Capitalization and hyphenation are settled. Asian, Asian American, Pacific Islander, Native Hawaiian — all capitalized across every guide reviewed. ‘Asian American’ takes no hyphen; ‘Asian-American’ is a pre-2019 stylistic legacy. None of the guides in the corpus diverge on these.
‘Oriental’ is the cleanest ‘do not use’ in the entire R&E corpus. SEIU 2020 is explicit; DSG 2023 routes the term to historical-context-only usage; H.R. 4238 (2016) removed it from federal statutes. There is no guide in any tier of the corpus that defends or accepts ‘Oriental’ as a descriptor for people.
‘Asian’ alone is broader than US ‘Asian American’ usage suggests. DSG flags this directly — UK usage of ‘Asian’ typically centers South Asian (Indian, Pakistani, Bangladeshi), where US usage of ‘Asian American’ typically centers East Asian. When writing for or about non-US contexts, check whose ‘Asian’ is meant.

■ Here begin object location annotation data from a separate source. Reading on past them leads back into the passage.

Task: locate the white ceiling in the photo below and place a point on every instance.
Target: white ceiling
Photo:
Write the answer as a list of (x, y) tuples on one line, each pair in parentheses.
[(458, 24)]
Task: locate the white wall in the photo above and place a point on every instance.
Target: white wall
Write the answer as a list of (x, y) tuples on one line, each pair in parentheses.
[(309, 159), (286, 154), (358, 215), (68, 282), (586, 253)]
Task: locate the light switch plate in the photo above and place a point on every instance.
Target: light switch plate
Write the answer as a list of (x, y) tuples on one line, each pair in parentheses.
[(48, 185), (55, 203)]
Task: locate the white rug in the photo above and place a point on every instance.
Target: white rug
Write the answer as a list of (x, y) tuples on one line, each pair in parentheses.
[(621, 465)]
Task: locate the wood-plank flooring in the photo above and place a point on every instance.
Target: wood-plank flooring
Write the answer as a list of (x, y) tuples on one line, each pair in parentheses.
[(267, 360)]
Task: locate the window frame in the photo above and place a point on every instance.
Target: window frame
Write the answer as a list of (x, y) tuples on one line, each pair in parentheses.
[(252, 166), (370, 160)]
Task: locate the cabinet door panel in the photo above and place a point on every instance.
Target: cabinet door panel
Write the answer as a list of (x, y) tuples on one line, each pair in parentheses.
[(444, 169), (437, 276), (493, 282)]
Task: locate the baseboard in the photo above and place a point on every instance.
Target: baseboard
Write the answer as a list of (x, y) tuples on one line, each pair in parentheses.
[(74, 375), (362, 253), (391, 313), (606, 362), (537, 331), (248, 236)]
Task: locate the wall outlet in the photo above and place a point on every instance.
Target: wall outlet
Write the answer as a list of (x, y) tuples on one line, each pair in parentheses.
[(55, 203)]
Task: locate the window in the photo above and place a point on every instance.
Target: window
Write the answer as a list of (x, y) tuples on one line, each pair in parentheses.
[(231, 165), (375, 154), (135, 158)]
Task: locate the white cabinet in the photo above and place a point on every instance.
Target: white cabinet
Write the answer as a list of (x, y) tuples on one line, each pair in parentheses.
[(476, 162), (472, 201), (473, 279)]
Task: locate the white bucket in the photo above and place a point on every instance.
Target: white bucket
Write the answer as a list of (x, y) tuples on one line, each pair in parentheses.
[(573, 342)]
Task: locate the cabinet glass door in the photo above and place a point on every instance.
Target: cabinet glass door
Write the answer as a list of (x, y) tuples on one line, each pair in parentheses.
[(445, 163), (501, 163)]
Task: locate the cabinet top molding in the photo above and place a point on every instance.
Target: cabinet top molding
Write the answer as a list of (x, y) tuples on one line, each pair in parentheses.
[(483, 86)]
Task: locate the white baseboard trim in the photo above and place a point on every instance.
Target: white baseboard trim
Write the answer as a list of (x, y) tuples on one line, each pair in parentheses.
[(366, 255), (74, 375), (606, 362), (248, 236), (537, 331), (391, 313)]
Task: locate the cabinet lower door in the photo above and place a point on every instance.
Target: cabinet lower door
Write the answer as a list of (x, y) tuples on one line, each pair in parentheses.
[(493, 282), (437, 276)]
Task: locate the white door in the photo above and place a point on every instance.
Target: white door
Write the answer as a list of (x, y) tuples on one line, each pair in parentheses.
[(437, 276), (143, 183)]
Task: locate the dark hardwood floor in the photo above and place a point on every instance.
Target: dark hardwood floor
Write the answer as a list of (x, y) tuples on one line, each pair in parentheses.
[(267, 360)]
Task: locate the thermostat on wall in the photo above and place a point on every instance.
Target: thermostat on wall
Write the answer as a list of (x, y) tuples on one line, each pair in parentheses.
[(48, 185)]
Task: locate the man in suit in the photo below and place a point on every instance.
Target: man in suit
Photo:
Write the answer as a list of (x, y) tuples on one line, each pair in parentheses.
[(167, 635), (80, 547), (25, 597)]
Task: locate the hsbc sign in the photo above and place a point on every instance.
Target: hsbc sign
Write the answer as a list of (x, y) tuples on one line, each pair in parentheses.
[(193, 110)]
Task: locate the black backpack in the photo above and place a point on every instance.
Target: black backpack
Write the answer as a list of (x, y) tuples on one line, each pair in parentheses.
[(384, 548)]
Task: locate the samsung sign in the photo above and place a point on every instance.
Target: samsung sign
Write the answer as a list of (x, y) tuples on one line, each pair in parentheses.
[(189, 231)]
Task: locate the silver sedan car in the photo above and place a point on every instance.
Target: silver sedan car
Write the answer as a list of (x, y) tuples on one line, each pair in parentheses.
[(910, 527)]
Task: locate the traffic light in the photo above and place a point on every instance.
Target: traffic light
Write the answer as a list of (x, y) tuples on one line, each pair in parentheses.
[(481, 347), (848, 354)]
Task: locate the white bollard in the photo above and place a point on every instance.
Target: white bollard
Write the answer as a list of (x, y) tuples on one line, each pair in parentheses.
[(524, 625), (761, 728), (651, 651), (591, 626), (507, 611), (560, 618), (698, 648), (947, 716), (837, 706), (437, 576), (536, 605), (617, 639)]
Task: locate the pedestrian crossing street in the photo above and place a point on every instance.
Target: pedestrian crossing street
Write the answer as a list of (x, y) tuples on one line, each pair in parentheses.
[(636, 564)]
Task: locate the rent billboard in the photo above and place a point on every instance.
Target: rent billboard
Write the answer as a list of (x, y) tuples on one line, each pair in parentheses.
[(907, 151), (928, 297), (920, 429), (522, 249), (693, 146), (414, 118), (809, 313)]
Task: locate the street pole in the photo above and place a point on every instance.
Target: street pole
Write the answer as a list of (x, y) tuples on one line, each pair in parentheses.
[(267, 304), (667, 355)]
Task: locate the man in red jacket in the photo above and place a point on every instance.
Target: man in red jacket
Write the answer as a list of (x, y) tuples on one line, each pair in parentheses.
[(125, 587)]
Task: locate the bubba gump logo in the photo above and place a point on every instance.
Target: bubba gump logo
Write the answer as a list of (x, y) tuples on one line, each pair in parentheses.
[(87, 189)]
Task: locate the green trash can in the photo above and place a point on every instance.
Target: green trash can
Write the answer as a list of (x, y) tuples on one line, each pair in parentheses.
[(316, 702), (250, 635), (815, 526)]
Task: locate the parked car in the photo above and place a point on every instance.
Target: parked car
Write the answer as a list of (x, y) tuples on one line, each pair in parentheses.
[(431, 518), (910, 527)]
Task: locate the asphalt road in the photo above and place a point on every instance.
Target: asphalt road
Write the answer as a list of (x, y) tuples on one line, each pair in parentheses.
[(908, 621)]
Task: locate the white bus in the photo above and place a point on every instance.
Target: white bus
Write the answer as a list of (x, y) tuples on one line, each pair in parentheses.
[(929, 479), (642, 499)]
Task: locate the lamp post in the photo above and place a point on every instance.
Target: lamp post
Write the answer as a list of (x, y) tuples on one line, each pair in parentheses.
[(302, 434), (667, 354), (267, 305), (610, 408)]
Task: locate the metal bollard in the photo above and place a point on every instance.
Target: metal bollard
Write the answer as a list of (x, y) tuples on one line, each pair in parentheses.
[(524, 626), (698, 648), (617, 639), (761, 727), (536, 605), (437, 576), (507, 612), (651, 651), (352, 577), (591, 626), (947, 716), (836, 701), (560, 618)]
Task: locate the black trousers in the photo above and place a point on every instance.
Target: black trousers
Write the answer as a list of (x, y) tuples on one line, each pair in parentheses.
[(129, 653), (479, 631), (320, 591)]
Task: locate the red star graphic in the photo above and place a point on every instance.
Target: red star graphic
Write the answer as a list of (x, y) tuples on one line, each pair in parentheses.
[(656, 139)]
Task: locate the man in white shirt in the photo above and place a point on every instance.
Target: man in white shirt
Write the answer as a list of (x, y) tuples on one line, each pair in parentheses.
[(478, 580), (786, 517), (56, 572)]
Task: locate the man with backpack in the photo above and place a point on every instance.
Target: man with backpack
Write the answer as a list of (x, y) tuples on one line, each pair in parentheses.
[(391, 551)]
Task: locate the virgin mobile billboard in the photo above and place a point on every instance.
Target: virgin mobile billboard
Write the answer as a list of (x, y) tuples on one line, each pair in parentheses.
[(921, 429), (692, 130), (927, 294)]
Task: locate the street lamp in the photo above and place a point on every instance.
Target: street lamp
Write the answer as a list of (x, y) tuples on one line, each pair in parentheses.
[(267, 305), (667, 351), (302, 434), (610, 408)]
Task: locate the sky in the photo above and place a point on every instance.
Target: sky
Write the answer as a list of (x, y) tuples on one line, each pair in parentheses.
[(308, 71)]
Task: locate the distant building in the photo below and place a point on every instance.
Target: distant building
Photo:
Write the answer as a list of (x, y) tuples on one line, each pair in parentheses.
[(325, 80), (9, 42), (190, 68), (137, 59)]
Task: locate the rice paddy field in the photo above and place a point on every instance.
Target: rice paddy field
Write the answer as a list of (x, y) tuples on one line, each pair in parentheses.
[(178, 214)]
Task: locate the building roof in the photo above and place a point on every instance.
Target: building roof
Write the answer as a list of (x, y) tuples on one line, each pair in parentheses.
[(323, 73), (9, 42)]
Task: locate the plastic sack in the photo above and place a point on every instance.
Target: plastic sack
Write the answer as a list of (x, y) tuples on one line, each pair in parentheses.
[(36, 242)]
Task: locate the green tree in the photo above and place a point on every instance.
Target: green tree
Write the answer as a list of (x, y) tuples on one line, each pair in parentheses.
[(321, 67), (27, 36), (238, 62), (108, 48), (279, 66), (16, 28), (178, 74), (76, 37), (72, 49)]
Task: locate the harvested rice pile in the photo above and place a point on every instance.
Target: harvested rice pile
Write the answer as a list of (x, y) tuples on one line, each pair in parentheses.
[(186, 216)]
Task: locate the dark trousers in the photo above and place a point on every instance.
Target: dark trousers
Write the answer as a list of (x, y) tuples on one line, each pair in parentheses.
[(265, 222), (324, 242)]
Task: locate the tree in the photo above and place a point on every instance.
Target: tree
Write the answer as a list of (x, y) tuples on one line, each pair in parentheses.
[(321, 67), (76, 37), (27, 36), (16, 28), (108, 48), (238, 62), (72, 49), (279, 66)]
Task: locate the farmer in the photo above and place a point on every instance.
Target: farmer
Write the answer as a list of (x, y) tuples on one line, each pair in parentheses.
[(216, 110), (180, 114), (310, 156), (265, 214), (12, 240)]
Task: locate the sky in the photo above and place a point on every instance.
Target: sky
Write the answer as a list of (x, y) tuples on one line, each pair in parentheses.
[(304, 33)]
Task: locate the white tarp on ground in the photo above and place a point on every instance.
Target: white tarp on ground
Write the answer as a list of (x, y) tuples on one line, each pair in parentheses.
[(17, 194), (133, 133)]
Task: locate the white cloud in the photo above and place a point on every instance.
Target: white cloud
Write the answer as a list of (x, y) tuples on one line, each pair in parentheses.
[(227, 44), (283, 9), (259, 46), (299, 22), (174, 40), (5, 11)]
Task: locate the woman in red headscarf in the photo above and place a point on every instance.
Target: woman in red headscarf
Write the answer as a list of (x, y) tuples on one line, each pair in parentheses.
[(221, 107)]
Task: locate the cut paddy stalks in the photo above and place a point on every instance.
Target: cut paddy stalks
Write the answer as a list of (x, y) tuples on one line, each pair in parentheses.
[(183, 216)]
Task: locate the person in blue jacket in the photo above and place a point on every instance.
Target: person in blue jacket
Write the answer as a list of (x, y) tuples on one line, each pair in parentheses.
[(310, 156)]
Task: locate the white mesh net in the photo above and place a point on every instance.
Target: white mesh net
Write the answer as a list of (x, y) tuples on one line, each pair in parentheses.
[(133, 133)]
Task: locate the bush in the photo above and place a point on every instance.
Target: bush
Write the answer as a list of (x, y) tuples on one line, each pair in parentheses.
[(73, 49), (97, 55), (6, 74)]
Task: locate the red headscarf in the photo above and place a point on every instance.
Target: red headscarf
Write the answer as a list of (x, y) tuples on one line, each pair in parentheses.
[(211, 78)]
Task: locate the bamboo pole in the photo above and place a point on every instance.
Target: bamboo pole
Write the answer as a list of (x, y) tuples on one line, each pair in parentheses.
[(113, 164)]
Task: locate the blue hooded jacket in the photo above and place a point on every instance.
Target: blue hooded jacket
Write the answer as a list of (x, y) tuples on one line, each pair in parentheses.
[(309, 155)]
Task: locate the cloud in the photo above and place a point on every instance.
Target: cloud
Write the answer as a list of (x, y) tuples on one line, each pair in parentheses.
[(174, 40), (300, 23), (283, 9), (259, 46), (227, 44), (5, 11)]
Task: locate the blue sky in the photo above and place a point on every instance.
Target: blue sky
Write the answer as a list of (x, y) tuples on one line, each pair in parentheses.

Casey 2013’s listing of ‘Asian American’ as an approved noun is the stable baseline. The Casey entry pre-dates the post-2010s emergence of more sharply-contested debates (AAPI vs. AANHPI, AAVE-style debates over ‘Asian American’ as identity vs. demographic category, post-2020 Stop AAPI Hate-era reframing) — but Casey’s basic call has held across every later guide. The cluster has gained sub-categorization since 2013; the core term has not moved.
Cross-references
- Pacific Islander — Federally a distinct racial category from Asian; institutionally often folded into AAPI but increasingly carved out as AANHPI.
- Native Hawaiian — Indigenous people of the Hawaiian Islands with sovereignty claims; not interchangeable with Pacific Islander or AAPI.
- Oriental — Non-preferred; federally retired in 2016. Acceptable only in historical or formal-name contexts.
- BIPOC — Umbrella term that includes Asian Americans by some interpretations and excludes them by others (the ‘BI’ fronting Black and Indigenous specifically); see the BIPOC entry for the divergence.
- Caucasian — The ‘Asian’ counterpart in pseudo-scientific 18th-century racial typology (Blumenbach), now retired in identity contexts for the same reasons.
- South Asian, East Asian, Southeast Asian — The internal sub-umbrellas; commonly used and preferred over ‘Asian American’ when geographic specificity is the right frame.
History note
‘Asian American’ as a political identity term was coined in 1968 by UC Berkeley graduate students Yuji Ichioka and Emma Gee, replacing ‘Oriental’ (which carried both pejorative weight and the Cold War-era European framing of Asia as ‘East of Europe’). The term gained federal acceptance through the 1970s–80s. The post-1965 Immigration and Nationality Act dramatically expanded the demographic the term covered, and the sub-categorization (South Asian, East Asian, Southeast Asian, Pacific Islander, Native Hawaiian) emerged as the umbrella stretched to cover more communities. The 2016 federal statutory removal of ‘Oriental’ (H.R. 4238) operationalized at the federal level what every US style guide had been recommending for decades. The post-2020 AAPI-vs-AANHPI debate is the current live institutional question; the more-specific-identifier preference (Sierra Club’s rule) cuts across all of it.